Mrs Stefani, who has previously coordinated an Italian Language Centre, had always dreamed of being a teacher, but found her migrant background hindered her taking on further study.
“Finally I got the courage to say ‘No I will go back to university and do what I’ve always wanted to do’. I really regret not having gone into it much, much earlier,” she said.
“I do the utmost to help my students understand that whatever they bring is valued, I learn from them as much as they learn from me and ultimately we learn together.
“Their parents have made such a big step and they have fought to get them here; so I tell them to grab the opportunity – to not let it go”.
“I think that drives my whole passion: that regardless, you can do whatever you want to do”.

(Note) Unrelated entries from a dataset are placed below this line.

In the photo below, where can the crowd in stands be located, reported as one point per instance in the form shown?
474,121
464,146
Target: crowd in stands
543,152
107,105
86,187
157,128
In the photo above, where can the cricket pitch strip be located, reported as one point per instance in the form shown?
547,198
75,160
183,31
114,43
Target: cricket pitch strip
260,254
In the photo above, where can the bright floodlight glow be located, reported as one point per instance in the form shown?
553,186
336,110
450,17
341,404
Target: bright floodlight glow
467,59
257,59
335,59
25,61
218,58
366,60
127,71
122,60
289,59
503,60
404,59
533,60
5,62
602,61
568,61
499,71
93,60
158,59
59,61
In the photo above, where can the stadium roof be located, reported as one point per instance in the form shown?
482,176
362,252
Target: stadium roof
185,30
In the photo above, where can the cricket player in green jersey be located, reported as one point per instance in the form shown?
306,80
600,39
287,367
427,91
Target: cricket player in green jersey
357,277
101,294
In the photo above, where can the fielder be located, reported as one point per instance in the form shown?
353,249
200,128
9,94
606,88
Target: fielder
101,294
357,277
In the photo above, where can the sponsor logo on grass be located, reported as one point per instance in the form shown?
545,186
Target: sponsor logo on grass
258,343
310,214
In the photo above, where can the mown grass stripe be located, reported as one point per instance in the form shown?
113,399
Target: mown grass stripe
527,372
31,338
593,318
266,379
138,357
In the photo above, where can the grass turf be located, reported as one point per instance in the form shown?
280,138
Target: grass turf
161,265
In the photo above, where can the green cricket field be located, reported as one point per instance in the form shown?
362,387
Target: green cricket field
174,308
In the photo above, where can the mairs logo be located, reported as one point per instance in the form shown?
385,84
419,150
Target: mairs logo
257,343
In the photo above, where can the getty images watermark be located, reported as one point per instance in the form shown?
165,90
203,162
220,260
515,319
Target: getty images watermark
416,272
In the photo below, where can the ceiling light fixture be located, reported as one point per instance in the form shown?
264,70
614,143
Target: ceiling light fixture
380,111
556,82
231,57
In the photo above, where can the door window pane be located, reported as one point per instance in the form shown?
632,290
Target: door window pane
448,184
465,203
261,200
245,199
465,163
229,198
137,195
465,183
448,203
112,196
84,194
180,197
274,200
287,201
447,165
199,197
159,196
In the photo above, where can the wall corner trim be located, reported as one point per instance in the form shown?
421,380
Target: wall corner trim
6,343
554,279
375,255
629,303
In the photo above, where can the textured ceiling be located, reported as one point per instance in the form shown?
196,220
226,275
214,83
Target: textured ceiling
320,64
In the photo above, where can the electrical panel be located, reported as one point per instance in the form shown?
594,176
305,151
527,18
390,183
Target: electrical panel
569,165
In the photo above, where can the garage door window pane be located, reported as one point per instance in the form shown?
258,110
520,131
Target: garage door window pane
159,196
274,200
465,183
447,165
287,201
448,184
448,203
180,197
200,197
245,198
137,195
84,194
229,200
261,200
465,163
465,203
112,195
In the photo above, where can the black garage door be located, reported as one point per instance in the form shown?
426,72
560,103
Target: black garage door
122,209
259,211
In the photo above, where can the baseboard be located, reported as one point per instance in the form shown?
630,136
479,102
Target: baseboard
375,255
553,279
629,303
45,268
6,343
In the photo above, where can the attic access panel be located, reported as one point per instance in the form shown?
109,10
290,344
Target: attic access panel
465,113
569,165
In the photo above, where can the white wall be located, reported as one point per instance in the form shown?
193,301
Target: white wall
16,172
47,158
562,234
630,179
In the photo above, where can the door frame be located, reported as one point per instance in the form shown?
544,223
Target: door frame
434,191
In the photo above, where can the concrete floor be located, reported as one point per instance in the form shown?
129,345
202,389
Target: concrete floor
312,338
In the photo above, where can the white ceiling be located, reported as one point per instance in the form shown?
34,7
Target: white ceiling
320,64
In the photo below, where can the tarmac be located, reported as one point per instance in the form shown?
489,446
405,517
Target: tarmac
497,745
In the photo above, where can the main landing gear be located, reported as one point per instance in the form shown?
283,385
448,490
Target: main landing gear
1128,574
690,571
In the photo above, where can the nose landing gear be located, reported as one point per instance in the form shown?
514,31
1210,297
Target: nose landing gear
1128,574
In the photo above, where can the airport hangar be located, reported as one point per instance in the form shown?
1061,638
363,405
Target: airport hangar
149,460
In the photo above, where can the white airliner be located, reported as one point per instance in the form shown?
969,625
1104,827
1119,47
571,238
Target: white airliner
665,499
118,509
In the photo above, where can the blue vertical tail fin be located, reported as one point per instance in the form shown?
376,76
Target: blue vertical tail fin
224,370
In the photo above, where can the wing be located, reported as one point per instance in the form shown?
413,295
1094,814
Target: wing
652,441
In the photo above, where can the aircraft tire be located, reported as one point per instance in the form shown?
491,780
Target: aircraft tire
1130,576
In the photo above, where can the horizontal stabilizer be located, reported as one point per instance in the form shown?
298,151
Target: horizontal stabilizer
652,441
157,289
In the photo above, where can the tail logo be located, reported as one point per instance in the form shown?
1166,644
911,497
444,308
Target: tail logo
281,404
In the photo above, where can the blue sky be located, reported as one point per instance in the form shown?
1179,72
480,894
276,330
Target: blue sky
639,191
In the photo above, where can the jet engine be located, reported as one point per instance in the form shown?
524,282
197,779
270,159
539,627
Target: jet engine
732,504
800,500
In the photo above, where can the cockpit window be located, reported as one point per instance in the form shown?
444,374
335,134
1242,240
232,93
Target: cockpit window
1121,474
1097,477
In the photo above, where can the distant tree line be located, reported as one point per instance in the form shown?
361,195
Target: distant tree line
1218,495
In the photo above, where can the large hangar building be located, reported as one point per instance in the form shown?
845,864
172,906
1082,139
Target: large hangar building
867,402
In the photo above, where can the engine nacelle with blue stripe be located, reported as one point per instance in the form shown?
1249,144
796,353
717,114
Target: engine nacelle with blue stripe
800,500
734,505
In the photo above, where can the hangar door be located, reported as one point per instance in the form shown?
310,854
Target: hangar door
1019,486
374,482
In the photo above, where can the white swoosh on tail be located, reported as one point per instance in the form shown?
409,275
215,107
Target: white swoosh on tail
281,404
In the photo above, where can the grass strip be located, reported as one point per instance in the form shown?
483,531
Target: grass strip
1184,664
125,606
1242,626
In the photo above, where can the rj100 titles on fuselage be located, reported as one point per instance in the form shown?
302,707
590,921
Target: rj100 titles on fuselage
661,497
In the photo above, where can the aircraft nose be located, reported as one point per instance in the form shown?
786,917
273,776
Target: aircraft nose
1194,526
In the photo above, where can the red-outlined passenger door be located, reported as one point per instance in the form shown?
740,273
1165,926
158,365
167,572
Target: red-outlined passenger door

Mrs Stefani uses visuals to aid and enhance language and learning literacy, along with digital devices that involve all the senses to help students learn, while her expertise is being used in a How to Write (HOW) program she re-developed with a colleague.
“Visuals are imperative. For me it’s vital when learning a new language – only because I have gone through it. Sometimes the words just come out so quickly that your brain can’t keep up with the interpreting or the understanding and for me, visuals provide that link to the five words that you have just missed,” she said.
She said Milpera was the school she wished she could have gone to when she arrived in Australia, where students knew they weren’t alone and were nurtured to succeed.